Will it still be based on harvested bushels? That became a problem in the Delta last year. Due to a combination of rain and slow export sales out of the Port of New Orleans, elevators stopped accepting soybeans for delivery that had more than 5% damage. Farmers, who lack soybean storage facilities, had nowhere to take their beans, and many acres rotted in the field as a result. Since they were unharvested, farmers didn't receive MFP payments.
If this year's program is also based on harvested bushels, that's something farmers facing corn's prevent plant deadline would like to know. A wet and cool spring has kept farmers from across the Western Corn Belt and Plains from planting corn, and they're weighing whether it's worth it to switch to soybeans.
Its likely soybeans will receive the largest payment if the government's 2019 program resembles last year's, and if it's based on bushels, extra production could come in handy. While those bushels might yield farmers a check from Uncle Sam that would help prop up their income, it would also add bushels to already burdensome stockpiles, creating further problems for prices.
Without any MFP-like payments, taking the prevented planting payment has the highest expected return relative to switching to soybeans or continuing to plant corn, according to the folks over at the FarmDoc Daily blog. (https://farmdocdaily.illinois.edu/…)
It raises an old question: are farmers going to plant for the market, or for the government program? Congress has tried to let the market dictate planting decisions through the most recent farm bills, but this trade war -- and plans to minimize the damage to farmers -- is firmly in the hands of the executive branch.
In a recent blog, Purdue University ag economists David Widmar and Brent Gloy argue the administration should come up with a strategic plan that includes long-term, multiple year payment mechanisms to avoid the uncertainty inherent with a string of one-off programs.

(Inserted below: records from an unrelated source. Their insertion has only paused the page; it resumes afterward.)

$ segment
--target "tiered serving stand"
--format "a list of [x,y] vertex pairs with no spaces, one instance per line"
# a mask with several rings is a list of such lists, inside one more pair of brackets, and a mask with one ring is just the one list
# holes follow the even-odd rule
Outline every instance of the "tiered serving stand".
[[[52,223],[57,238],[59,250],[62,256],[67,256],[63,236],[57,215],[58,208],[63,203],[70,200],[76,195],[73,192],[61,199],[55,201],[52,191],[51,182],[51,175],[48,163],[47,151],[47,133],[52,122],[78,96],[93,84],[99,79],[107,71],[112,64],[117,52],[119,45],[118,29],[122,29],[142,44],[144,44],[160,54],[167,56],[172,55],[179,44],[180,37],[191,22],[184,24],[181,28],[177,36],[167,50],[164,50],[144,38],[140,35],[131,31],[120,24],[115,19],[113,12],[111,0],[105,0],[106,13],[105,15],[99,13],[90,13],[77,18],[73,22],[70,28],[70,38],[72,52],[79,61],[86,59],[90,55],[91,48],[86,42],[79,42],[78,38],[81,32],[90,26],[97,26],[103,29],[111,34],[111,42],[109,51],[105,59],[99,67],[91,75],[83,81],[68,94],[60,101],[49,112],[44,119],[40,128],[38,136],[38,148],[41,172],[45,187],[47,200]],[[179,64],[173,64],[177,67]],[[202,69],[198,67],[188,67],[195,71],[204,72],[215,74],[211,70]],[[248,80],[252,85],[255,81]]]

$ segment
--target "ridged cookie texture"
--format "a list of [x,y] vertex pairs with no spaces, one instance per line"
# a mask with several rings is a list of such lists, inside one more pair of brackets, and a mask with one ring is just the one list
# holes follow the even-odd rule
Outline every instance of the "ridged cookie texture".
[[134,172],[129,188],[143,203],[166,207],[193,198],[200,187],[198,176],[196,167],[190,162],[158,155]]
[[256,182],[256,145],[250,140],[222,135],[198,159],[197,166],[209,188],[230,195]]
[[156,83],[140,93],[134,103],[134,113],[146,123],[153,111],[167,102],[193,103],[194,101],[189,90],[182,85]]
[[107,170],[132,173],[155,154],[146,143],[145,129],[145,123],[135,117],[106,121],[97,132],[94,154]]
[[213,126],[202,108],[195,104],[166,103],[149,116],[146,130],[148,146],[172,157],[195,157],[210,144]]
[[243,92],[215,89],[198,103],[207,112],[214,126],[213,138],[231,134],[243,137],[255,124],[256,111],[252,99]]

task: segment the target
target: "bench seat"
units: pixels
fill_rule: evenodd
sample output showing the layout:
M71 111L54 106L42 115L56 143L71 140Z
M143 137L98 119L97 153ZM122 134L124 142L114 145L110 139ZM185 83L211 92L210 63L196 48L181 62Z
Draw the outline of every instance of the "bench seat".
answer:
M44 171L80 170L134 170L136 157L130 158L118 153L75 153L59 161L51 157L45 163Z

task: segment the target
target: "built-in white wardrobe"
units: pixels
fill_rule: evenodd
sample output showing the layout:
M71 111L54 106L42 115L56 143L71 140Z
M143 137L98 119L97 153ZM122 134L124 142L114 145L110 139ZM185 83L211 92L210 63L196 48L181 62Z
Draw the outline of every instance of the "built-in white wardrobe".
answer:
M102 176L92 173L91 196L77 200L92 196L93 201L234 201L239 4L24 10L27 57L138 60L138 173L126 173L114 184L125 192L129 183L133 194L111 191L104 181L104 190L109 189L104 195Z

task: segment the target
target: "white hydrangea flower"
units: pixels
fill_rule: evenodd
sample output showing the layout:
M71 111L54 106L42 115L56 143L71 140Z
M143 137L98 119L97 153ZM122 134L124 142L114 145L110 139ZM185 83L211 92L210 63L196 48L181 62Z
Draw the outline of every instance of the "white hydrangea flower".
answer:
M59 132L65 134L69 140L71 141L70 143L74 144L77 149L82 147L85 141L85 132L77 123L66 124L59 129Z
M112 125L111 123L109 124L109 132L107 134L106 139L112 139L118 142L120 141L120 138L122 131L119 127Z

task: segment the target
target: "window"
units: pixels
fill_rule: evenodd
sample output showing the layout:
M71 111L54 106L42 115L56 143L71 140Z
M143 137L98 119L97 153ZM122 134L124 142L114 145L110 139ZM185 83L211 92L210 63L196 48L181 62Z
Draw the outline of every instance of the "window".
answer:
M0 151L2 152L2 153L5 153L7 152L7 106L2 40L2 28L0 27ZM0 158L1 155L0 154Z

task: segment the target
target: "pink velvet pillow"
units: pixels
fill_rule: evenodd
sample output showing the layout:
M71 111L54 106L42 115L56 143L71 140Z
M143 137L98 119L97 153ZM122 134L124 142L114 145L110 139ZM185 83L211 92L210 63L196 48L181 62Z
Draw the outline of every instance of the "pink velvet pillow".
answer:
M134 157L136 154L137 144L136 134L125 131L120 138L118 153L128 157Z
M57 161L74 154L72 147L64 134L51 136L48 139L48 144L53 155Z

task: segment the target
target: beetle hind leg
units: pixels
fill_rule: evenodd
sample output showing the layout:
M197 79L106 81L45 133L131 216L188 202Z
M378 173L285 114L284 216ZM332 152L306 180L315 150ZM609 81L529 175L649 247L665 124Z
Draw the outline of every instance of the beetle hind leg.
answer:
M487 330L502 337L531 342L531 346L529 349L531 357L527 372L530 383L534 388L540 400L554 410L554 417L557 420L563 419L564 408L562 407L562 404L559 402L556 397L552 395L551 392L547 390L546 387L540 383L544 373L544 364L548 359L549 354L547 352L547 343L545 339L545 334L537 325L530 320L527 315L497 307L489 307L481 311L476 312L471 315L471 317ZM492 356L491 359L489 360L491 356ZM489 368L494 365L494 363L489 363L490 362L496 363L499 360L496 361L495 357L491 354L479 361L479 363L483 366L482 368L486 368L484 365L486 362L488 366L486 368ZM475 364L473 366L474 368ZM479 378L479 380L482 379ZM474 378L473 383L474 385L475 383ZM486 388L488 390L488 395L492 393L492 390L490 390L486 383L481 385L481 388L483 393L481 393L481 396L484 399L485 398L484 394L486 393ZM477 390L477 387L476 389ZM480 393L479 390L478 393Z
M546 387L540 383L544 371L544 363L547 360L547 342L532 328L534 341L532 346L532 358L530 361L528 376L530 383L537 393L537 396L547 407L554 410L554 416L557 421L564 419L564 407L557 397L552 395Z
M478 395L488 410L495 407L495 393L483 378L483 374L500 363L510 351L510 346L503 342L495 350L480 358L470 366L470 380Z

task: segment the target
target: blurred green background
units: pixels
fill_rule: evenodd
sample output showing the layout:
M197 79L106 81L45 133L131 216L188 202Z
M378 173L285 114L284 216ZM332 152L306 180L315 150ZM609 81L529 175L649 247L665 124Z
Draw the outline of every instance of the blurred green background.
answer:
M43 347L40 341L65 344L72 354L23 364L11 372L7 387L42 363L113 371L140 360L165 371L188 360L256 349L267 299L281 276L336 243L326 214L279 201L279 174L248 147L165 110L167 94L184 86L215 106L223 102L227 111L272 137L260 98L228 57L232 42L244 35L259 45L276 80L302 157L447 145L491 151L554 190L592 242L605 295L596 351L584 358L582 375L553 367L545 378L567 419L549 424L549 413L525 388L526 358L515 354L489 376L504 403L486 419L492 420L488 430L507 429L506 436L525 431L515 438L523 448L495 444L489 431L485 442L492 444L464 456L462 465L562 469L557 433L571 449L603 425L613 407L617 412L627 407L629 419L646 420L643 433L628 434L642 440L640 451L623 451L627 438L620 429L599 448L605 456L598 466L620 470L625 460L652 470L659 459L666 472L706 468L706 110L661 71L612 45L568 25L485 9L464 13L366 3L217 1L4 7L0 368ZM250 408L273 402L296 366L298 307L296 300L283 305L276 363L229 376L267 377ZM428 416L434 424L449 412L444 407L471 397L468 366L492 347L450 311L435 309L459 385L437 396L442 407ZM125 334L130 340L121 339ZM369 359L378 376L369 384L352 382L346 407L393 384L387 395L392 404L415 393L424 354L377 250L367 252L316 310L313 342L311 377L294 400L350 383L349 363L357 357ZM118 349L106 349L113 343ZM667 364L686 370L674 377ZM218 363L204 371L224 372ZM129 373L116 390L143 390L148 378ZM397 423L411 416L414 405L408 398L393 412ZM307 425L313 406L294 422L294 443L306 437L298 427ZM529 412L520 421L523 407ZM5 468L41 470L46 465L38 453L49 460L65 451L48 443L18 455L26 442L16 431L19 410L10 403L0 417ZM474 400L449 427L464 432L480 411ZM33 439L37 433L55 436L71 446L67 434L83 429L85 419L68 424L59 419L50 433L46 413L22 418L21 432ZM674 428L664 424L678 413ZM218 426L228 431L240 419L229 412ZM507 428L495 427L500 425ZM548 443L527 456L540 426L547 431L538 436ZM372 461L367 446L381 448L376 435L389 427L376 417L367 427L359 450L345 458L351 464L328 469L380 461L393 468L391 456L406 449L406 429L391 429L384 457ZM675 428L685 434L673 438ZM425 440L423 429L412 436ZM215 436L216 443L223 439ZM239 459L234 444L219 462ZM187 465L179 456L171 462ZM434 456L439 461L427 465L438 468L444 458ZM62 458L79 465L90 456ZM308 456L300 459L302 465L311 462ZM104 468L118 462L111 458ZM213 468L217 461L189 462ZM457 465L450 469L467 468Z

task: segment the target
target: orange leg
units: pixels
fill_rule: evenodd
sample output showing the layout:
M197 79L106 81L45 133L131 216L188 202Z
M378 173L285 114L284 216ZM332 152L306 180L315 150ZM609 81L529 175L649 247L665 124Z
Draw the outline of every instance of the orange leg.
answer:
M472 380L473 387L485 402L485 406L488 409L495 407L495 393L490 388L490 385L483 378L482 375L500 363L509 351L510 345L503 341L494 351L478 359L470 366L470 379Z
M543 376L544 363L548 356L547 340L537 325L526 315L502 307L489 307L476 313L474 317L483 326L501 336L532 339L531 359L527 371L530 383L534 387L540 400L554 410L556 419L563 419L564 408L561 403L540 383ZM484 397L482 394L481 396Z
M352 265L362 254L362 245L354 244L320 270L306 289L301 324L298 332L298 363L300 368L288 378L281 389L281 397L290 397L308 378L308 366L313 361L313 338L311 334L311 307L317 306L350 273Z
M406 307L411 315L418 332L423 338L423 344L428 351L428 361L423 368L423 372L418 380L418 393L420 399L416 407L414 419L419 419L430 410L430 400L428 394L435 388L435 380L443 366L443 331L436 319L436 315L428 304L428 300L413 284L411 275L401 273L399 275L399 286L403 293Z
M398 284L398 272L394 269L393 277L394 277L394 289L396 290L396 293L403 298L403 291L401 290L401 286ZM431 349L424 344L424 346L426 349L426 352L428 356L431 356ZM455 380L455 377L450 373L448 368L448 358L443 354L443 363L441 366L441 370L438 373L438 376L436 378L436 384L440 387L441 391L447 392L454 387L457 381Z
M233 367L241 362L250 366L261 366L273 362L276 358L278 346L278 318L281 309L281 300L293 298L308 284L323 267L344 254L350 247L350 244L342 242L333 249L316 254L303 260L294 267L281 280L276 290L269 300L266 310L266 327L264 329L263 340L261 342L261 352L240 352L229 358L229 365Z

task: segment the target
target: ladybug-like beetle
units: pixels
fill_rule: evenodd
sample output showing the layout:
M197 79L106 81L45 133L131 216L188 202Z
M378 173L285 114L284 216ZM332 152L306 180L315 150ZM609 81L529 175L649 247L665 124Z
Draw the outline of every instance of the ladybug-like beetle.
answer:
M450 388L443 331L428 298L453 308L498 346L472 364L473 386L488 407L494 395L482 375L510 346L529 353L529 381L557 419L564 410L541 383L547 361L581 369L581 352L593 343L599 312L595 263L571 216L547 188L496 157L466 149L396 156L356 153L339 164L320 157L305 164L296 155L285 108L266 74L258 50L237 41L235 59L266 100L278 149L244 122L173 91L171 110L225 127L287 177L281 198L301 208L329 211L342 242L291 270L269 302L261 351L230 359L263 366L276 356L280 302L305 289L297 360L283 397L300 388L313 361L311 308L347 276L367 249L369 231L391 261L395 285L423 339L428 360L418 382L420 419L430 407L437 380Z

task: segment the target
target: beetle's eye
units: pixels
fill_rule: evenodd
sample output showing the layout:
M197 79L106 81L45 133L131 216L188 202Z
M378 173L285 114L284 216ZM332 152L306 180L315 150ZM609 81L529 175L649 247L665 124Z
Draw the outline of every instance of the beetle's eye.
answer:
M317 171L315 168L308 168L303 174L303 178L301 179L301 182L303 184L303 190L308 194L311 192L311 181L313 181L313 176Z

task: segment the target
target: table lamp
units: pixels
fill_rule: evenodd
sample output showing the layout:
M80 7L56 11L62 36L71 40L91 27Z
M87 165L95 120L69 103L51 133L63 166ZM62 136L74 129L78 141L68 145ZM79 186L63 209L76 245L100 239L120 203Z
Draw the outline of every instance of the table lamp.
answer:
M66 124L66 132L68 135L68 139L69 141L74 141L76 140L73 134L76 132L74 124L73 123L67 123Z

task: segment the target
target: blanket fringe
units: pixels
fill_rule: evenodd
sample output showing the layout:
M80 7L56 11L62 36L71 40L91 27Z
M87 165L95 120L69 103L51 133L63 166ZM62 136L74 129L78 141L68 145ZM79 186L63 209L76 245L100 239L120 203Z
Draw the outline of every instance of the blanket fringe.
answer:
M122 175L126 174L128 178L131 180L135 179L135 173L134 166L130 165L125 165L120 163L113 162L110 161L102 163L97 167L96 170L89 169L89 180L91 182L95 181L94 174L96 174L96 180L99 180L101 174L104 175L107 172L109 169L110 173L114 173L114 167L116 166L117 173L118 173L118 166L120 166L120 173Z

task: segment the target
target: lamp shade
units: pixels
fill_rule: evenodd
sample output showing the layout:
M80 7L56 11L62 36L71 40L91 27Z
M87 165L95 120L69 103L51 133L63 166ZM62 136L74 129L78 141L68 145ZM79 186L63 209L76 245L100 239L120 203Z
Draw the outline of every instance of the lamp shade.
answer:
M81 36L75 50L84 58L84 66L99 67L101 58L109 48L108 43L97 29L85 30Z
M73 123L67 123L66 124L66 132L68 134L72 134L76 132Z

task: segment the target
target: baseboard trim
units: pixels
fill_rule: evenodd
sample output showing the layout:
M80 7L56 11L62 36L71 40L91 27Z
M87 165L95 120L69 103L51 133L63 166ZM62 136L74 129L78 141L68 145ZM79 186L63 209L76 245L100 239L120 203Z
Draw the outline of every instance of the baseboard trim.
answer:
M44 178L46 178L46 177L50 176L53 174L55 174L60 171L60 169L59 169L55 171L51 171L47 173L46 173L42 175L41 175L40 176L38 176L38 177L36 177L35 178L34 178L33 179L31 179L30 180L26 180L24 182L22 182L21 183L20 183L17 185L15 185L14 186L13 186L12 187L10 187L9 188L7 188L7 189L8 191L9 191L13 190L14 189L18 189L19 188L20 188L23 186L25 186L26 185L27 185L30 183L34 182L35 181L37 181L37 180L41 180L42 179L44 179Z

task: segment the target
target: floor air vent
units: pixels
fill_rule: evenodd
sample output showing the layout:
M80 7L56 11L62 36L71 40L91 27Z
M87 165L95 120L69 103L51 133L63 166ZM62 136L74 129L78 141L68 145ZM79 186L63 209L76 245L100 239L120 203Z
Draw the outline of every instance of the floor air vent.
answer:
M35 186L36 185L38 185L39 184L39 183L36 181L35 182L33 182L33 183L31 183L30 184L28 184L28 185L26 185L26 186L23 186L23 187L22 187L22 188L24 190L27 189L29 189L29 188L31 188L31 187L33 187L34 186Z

"The farm economy was already on its knees dealing with low commodity prices, tumbling incomes, and high ending stocks. The Trade War making matters much worse. Regardless of all the uncertainty caused by the situation and its handling, many in agriculture will likely have hard financial decisions to make in the coming months. One could hope that they have better information with which to make those decisions.